Many people don't get it and many neurologists don't get it and they act like there is nothing they can do to help. It leaves us backed into a corner, in so much pain that there is little you can do to help yourself, and everyone ignoring you. I was on Topamax as well and then they said they didn't want me taking it because I am a thin person (I was only ever on 25mg & they wouldn't give me more). I've tried nearly every preventative medication in the book, as well as everything to treat the migraines. I often have them for multiple days in a row and have to take Relpax day after day. I was on Imitrex injections, but they gave me horrible side effects & Relpax seems to have less side effects, although it is not perfect by any means. So now they really can't think of anything preventative to put me on b/c they have tried everything without success. I am on beta-blockers for high blood pressure so who knows if that does anything for my migraines. I always get multiple migraines a weak with little relief. Nobody seems to understand that I can't stay in bed day after day. The docs seem like they don't understand how much this interferes with daily life and they are out of solutions so they just throw in the towel. Narcotics have worked for me, but good luck finding any doc that will give you them for migraines.

Very frustrating!

[Woundedheart1]

I live with chronic migraña its a part of my neurological condition NF1. I have found building up to a high butt ggeraputic dose of topomax each night prior to deep is a great preventive if ii get breakthroughs I have 2 bc of the limited amount of esch you van take. One is maxalt 10 mg and toe second I'd migrant nasal sprat apron the same dosage. However when i et a cluster series like you are having I take theeds promptly lay in a dark quiet room with an icepack. If people fervent had them they dont understand. Dont let him intimidate you inti feelings badvi know your pain.

[MirrorMirror]

Quote:

Originally Posted by jadedmoonbeam

It hasn't been this bad in a long time.
My neurologist prescribed a 5 day course of steroids to break the cycle - I'm on day 4 of that and it's not helping.
He also upped my dose of Xanaflex, which I use as a daily preventative. I'm already on the highest dose of Topamax, my other preventative med.
I've been taking imitrex and fioricet every day which offer some temporary relief but it always comes back and with the prednisone is wreaking some major havoc on my stomach.

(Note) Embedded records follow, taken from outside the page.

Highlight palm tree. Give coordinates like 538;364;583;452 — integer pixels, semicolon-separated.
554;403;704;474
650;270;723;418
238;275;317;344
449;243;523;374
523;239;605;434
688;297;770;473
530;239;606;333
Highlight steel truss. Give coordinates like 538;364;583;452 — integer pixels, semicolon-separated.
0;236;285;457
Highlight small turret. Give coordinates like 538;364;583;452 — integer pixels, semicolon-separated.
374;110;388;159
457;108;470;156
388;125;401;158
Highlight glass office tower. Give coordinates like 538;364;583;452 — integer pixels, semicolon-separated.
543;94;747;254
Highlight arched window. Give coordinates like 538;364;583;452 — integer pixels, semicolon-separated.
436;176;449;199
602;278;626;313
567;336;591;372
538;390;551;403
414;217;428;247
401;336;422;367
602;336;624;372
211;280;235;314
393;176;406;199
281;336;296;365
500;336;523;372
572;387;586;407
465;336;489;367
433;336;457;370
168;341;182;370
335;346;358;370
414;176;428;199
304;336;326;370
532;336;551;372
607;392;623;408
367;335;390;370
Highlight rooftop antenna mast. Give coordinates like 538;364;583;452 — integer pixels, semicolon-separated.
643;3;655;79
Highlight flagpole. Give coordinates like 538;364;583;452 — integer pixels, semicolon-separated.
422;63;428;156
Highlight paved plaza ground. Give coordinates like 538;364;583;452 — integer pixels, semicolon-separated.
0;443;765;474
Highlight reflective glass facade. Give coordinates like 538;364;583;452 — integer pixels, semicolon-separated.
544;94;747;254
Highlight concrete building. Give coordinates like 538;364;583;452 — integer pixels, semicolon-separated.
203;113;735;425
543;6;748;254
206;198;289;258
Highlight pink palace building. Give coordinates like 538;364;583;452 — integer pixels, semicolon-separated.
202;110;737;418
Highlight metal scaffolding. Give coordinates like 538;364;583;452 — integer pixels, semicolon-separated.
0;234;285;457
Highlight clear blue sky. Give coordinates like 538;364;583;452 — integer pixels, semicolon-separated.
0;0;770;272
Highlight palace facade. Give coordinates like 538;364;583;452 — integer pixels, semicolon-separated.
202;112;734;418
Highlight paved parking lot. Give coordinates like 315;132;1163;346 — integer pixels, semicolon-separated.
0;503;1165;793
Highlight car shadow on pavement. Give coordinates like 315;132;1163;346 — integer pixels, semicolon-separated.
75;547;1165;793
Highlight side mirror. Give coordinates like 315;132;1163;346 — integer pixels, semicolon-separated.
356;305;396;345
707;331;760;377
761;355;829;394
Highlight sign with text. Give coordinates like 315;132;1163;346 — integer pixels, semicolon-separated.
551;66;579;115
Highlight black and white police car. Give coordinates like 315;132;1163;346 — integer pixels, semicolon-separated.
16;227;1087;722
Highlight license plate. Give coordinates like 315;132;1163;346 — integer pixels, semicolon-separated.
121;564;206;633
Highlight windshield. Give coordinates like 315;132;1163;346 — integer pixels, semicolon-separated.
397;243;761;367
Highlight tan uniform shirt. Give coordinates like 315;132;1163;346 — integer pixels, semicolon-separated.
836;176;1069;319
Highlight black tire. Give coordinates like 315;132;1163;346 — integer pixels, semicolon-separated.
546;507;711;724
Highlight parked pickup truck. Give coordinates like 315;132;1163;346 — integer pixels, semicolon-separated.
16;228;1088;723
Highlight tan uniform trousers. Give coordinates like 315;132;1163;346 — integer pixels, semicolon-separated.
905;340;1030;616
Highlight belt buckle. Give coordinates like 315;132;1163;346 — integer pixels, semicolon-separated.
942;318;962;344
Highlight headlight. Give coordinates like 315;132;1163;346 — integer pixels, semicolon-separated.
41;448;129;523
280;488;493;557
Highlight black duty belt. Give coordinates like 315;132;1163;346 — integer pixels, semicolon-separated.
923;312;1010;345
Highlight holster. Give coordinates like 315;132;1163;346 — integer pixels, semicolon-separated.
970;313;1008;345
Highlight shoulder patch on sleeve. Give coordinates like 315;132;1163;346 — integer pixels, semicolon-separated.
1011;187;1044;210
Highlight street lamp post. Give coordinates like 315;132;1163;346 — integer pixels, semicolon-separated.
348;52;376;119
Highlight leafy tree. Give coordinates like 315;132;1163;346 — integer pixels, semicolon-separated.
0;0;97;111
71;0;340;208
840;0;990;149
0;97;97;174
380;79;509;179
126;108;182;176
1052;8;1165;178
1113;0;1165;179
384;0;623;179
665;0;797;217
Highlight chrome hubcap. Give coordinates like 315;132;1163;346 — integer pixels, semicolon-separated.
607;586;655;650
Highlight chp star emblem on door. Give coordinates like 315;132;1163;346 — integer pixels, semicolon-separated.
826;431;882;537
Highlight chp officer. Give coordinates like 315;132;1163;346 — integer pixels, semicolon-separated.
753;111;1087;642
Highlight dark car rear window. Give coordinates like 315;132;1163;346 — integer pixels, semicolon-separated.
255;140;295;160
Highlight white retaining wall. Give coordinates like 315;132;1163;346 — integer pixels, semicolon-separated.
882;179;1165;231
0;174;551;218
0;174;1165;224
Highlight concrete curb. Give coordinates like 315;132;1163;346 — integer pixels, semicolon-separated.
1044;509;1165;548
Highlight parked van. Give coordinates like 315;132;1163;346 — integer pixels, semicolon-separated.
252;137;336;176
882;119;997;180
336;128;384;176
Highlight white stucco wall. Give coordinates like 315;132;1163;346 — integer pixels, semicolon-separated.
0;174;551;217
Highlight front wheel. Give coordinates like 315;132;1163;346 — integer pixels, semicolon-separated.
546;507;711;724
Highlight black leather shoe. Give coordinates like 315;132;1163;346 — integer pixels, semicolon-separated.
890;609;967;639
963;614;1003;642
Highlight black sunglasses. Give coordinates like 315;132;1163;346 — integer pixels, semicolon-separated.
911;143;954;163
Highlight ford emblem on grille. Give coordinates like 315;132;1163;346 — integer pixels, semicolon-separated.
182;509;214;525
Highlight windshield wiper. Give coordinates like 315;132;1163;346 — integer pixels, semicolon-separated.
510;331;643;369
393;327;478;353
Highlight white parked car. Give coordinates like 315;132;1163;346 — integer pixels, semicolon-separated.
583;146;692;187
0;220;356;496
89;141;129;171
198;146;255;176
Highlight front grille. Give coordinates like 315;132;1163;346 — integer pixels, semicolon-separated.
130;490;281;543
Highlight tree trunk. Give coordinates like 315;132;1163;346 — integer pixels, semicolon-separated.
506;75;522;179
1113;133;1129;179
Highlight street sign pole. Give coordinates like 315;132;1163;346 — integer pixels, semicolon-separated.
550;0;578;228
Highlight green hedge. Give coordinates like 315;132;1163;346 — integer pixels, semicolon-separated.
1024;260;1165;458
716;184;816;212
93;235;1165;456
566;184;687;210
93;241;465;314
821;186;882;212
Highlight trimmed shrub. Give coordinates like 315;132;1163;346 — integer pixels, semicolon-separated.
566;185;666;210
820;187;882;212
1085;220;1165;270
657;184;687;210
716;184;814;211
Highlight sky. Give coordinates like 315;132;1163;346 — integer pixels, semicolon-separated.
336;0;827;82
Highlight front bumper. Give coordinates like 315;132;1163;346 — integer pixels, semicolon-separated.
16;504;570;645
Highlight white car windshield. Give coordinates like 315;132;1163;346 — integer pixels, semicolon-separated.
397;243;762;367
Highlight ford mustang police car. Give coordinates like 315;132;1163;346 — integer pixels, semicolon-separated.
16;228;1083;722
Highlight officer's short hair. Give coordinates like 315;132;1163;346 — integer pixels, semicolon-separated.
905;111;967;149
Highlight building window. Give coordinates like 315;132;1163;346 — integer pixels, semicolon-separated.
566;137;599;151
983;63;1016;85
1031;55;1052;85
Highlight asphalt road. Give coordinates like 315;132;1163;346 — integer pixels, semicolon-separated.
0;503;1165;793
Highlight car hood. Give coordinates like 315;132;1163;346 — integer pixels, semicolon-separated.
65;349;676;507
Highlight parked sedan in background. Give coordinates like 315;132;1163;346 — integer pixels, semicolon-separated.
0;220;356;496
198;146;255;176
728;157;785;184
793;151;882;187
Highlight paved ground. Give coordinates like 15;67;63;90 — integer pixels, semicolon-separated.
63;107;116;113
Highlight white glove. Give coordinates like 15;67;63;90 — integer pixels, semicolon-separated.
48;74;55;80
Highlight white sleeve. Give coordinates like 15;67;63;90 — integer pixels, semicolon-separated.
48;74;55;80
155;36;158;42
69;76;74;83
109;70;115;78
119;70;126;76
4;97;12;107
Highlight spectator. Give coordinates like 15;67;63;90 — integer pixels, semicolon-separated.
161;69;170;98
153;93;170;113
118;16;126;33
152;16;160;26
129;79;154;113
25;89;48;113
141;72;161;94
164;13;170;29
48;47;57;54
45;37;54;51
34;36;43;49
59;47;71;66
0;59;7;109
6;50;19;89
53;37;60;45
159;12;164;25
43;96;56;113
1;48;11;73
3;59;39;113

I know my husband is sick of hearing about them.
I'm definitely sick of having them.
Even if I go to the ER they won't give me anything more than injected imitrex so I'm not bothering.
I can't call the neuro again till tuesday so I'm stuck and i'm supposed to go to a wedding this afternoon.

UGH - SO FRUSTRATED!

I totally understand. I had one for 2 weeks straight once, and got so sick that i ended up having to drop out of the college I was attending and lost like 15 pounds. I was then on the highest does of Topamax, and taking the triptans did nothing for me, then even Fioricet wasnt working, and I kept throwing up from the pain, so nothing stayed down anyway. I eventually got multiple infusions to break the cycle. Stay strong! Dont let anyone get you down, maybe refer your husband to a book he could read on migranes so next time he might be more understanding? Its hard for people who dont experience them to understand the debilatating pain of a migrane, becuase they think its just a bad headache. To those of us who unfortunatly know the difference, I have heard it compared to labor in the brain from another sufferer. Hope you feel better soon aand dont experience another cycle anytime soon!